Vmax, nanomoles of cytochrome c reduced/min/mg protein.
The number of experiments is in parentheses.
Significantly different from control (DMSO solution).
FIG. 1.
Effects of various roxithromycin concentrations on NADPH oxidase activation. PMN were incubated with the macrolide for 30 min before stimulation with PMA (2 μg/liter) and isolation of the particulate fraction containing NADPH oxidase. The mean and the standard error of the mean of five independent experiments are indicated by black columns. *, P < 0.01 versus control (100%). The logarithmic concentration-dependent effect is shown in the inset.

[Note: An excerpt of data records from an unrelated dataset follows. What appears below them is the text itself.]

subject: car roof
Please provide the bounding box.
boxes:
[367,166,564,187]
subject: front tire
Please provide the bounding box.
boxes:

In addition (Table 1), the Km for NADPH was not significantly different whatever the experimental conditions used, whereas the Vmax fell significantly (to about 60% of the control) when, and only when, the drug was added to cells before stimulation and NADPH oxidase preparation. These data suggest that the presence of roxithromycin during cell preparation led to the production of a reduced quantity of active enzyme with normal substrate affinity. Similar results have been obtained with chloroquine and other weak bases which, like roxithromycin, are concentrated within PMN granules (12).
Effect of macrolides on PKC activity.
As protein kinase C (PKC) is a key enzyme in p47-phox and p67-phox phosphorylation, a step required for NADPH oxidase reconstitution, we further analyzed the effect of roxithromycin on PKC activity. To measure PKC activity, neutrophils (107/ml) were suspended in lysis buffer, sonicated (4 × 10 s) at 4°C, and then centrifuged (100,000 × g for 60 min at 4°C) in a Beckman TL ultracentrifuge (4). The resulting supernatant (cytosol) was used as the source of PKC. PKC was assayed by using histone-III-S as the substrate in a reaction mixture (0.1 ml) containing 20 mM Tris-HCl, 10 μM MgCl2, 20 μg of histone-III-S, 4 μg of phosphatidylserine, 0.9 μg of diolein, 0.6 mM CaCl2, 10 mM ATP (containing 0.5 μCi of [γ-32P]ATP [30 to 40 Ci/mmol; Dupont New England Nuclear, Boston, MA]), and 20 μg of cytosolic protein in the presence of roxithromycin (100 mg/liter) or 0.3% DMSO (control). After incubation for 10 min at 30°C, the reaction was stopped by adding 400 μl of ice-cold 20% trichloroacetic acid and 100 μl of bovine serum albumin (2.5 mg/ml) as a carrier. After centrifugation at 10,000 × g for 10 min, the pellet was dissolved in 0.5 N NaOH and further washed after adding ice-cold trichloroacetic acid. Four milliliters of Dimilume scintillation fluid was added to the resulting pellet. PKC activity was measured as pellet-associated radioactivity (pmol ATP/min/mg protein) after subtracting nonspecific activity measured in the absence of phosphatidylserine-diolein and calcium. Roxithromycin (100 mg/liter) did not modify the phosphorylation of histone-III-S (1,482 ± 120.0 versus 1,432 ± 114.1 pmol ATP/min/mg protein) or that of endogenous proteins used as substrates (results not shown).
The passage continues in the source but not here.